5 thou per cut is fine for the first few cuts...the closer you get to full depth thread the smaller DOC you need to make, finishing with 1 thou cuts generally otherwise you will end up with a rather ordinary thread finish

Cheers
Jon
Jon,

I always engaged the half nut on the same index number, even though the placard said I could use 1, 2, 3, or 4.

morrisman
1st October 2012, 08:08 PM
Ned

The tool looks pretty good . Only thing I can see that may need changing is the top rake

I hope this pic will help you . Fig. 190 shows the top of the tool has a sloping rake , sloping down from the cutting edge

As somebody pointed out, the type of steel you are using is the cause of the rough finish

have you got any bright mild steel ?

Mike

iron bark
1st October 2012, 08:38 PM
Guys,
Many thanks for your inputs. I just went back and checked Tubalcains videos, and sure enough, the 29 deg. I was setting was relative to the longitudinal axis, and not the cross feed axis. How could I be so stoopid?? Very easily apparently.
First pic of my compound set parallel to the bed.235242

Second pic of my compound set at 90 deg to the bed. 235243
Any suggestions on how best to remark it so I can get accurate angles relative to the cross feed??

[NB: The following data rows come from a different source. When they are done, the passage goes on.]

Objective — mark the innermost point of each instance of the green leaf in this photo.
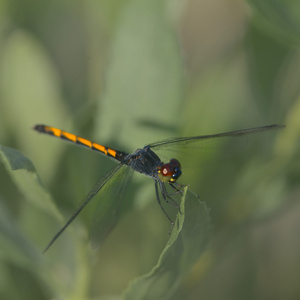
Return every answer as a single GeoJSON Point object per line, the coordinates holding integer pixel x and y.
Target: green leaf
{"type": "Point", "coordinates": [24, 175]}
{"type": "Point", "coordinates": [279, 18]}
{"type": "Point", "coordinates": [187, 242]}
{"type": "Point", "coordinates": [144, 77]}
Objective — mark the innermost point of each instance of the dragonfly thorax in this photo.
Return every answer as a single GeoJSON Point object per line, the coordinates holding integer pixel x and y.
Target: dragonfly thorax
{"type": "Point", "coordinates": [169, 172]}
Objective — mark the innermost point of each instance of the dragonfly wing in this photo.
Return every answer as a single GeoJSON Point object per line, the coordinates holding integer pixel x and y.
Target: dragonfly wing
{"type": "Point", "coordinates": [97, 187]}
{"type": "Point", "coordinates": [110, 207]}
{"type": "Point", "coordinates": [204, 150]}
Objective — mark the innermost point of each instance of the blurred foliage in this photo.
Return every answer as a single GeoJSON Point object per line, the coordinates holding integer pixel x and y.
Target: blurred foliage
{"type": "Point", "coordinates": [127, 73]}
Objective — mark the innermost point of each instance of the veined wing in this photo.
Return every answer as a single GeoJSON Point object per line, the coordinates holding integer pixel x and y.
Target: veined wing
{"type": "Point", "coordinates": [199, 150]}
{"type": "Point", "coordinates": [110, 207]}
{"type": "Point", "coordinates": [97, 187]}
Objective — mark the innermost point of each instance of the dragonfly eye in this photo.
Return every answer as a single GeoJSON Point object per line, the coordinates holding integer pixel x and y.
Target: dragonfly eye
{"type": "Point", "coordinates": [170, 172]}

EDIT: Disregard the question - I just re-read Martins post on this subject, thanks

iron bark
1st October 2012, 08:48 PM
Ned

The tool looks pretty good . Only thing I can see that may need changing is the top rake

I hope this pic will help you . Fig. 190 shows the top of the tool has a sloping rake , sloping down from the cutting edge

As somebody pointed out, the type of steel you are using is the cause of the rough finish

have you got any bright mild steel ?

Mike

Thanks Mike. Obviously identifying metal is still on my "yet to learn" list. I will try to get some bright mild steel rod and try again.

scottyd
1st October 2012, 09:16 PM
My tip on the identification of metals is to simply ask exactly what grade it is when you get it. Its pretty hard to pick apart some steel products without working on them or doing some exstensive tests on them. Ive got some S7 and some 1020 at work and without cutting it, youd be hard pressed to separate them. What youre working with is probably 1045, common as muck mild steel in the hot rolled condition. 1020 is cold rolled mild steel, but because of the different manufacturing processes, they behave differently. Bright steel has a work hardened outside layer and some different ingredients to make it behave itself for cold rolling. 1045 is still "mild steel" though...go figure!

I find the interlloy datasheets to be really interesting reading, gives you a much better idea of what to look for when shopping for metals.

Jon_77
1st October 2012, 09:46 PM
Looking at the markings, they go up to 60 degrees so you could probably eyeball it from there and be close enough to 29 degrees (61 degrees)

Another alternative is something like this > https://www.machineryhouse.com.au/M970

Cheers
Jon

Bryan
1st October 2012, 10:02 PM
How could I be so stoopid?? Very easily apparently.

Don't worry, you're no orphan. :wink:

iron bark
2nd October 2012, 04:21 PM
Guys, I would like to say thanks to all who helped me out with threading.

I cut another thread tis morning in some bright steel (I think) and got a much better result thanks to your collective inputs , in particular the feed angle. Pic attached

235321

I still have some more work to do on my tool sharpening
(Edit) it is 3/8 UNF

morrisman
2nd October 2012, 04:51 PM
Hey

That's looking the goods :2tsup:

I seem to stuff up every time I do thread cutting . You need to concentrate 100% , if your mind wanders off in the middle of the job, its usually a stuffup, with me anyway . :C

Some people run a button die over the thread to make it look better , but real machinists don't do that of course :o

scottyd
2nd October 2012, 07:31 PM
I run a die over my threads, but not because i cant measure them right, but because threads arnt supposed to have perfect peaks and valleys. Both are supposed to have a small fillet and rather than buying specific thread chasers for all the pitches I work in, its just easy to use a die to get them right without having to think too hard.

That aside, that thread looks a hell of a lot better iron bark!

toolman49
2nd October 2012, 08:15 PM
G'Day,
That looks a hell of a lot better than some of my early efforts - congratulations.